Simply Good Foods plunged 19% after Q2 revenue, adjusted EBITDA and Q3 guidance missed Street expectations. Brown-Forman jumped 12% on a reported Sazerac approach (coming after confirmed talks with Pernod Ricard), while software stocks sold off (IGV -~4%; Cloudflare -11%, Okta -7%, CrowdStrike -5%) after Anthropic rolled out Claude Managed Agents. Marvell gained 5% to a 52-week high after a Barclays upgrade and $150 PT, Meta rose ~4% alongside an incremental $21B CoreWeave infrastructure deal (on top of a prior $14.2B), and Amazon jumped ~5% on plans to distribute Eli Lilly’s Foundayo in >3,000 cities (targeting 4,500 by end-2026). Staar Surgical guided Q1 revenue >$90M (vs $67.6M FactSet), Constellation beat Q4 EPS $1.90 vs $1.72 and revenue $1.92B vs $1.88B, and Zscaler fell ~9% after a downgrade.

Analysis

M&A chatter in consolidated consumer categories tends to reprice both target and peer groups well ahead of deal closure; acquirers often tighten gross margins via supply-chain rationalization, which in turn pressures third-party co-packers and packaging suppliers within 3–12 months.

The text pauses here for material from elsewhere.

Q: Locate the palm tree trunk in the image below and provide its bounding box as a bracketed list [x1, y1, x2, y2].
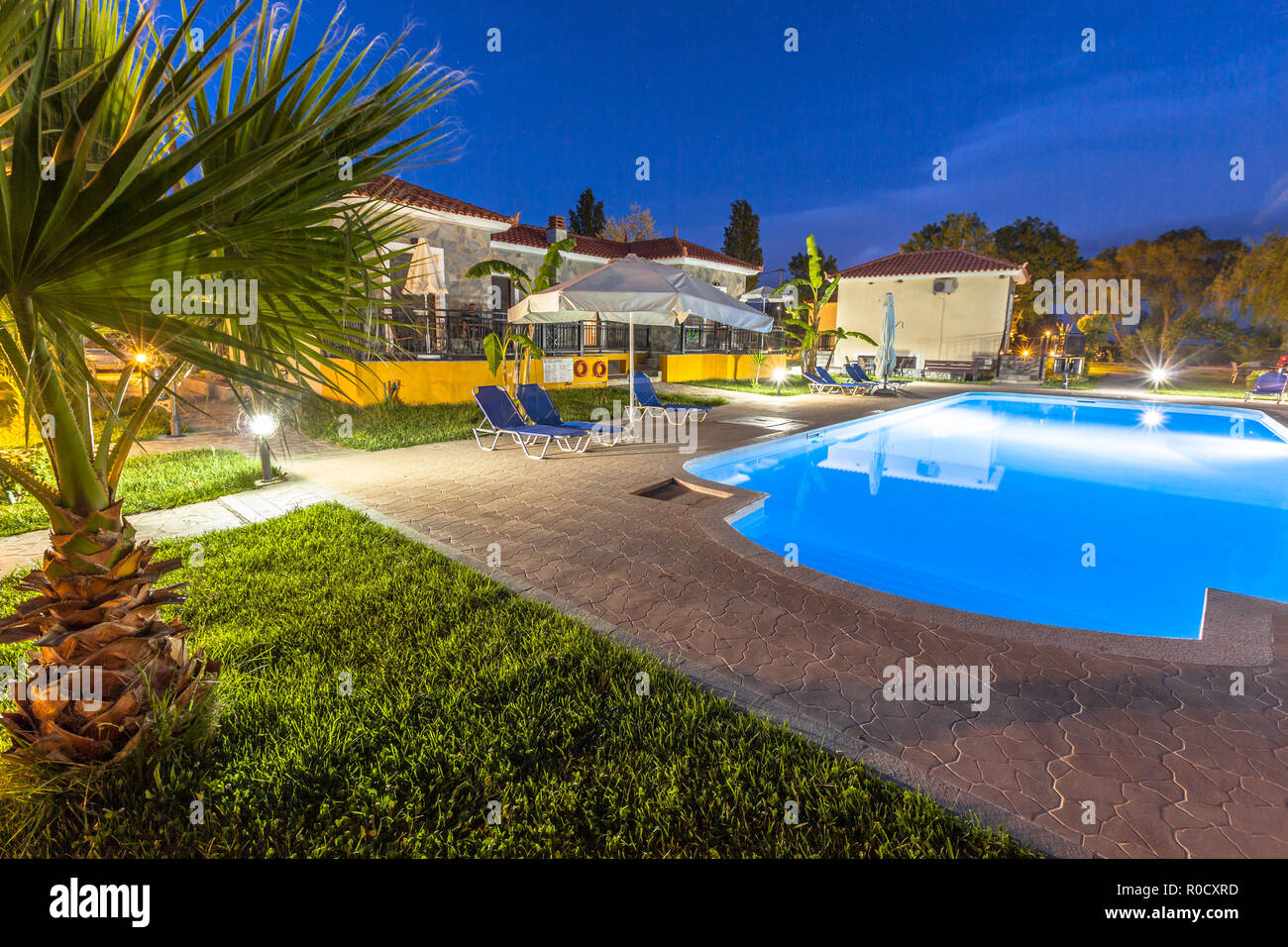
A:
[0, 305, 218, 763]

Conversely, niche premium brands benefit from multiple expansion if buyers prize distribution scale over margin. The recent wave of agentized AI and managed agent platforms creates a two-speed software market: vendors with low-latency, GPU-optimized inference/infrastructure exposure win share quickly, while traditional SaaS vendors with high retention but limited productized AI risk seeing churn accelerate as customers re-platform. Expect earnings guide-downs to show up over the next two reporting cycles for carriers of legacy architectures — a forward-looking NRR decline is the earliest signal. Retail rollouts of high-demand therapeutics via same-day logistics are a structural demand amplifier for urban logistics and last-mile compute/fulfillment, compressing delivery unit economics in high-density corridors and forcing margin trade-offs for players that internalize pharmacy distribution. Regulatory scrutiny and inventory management will be the primary near-term reversal risks, with real constraint points appearing within 6–18 months as volume scales. Taken together, the market is bifurcating between capital-intensive infra plays that earn higher incremental margins from AI scale and software incumbents exposed to product substitution; that suggests pair trades hedging macro beta while expressing selective secular exposure to AI compute and logistics capture economics.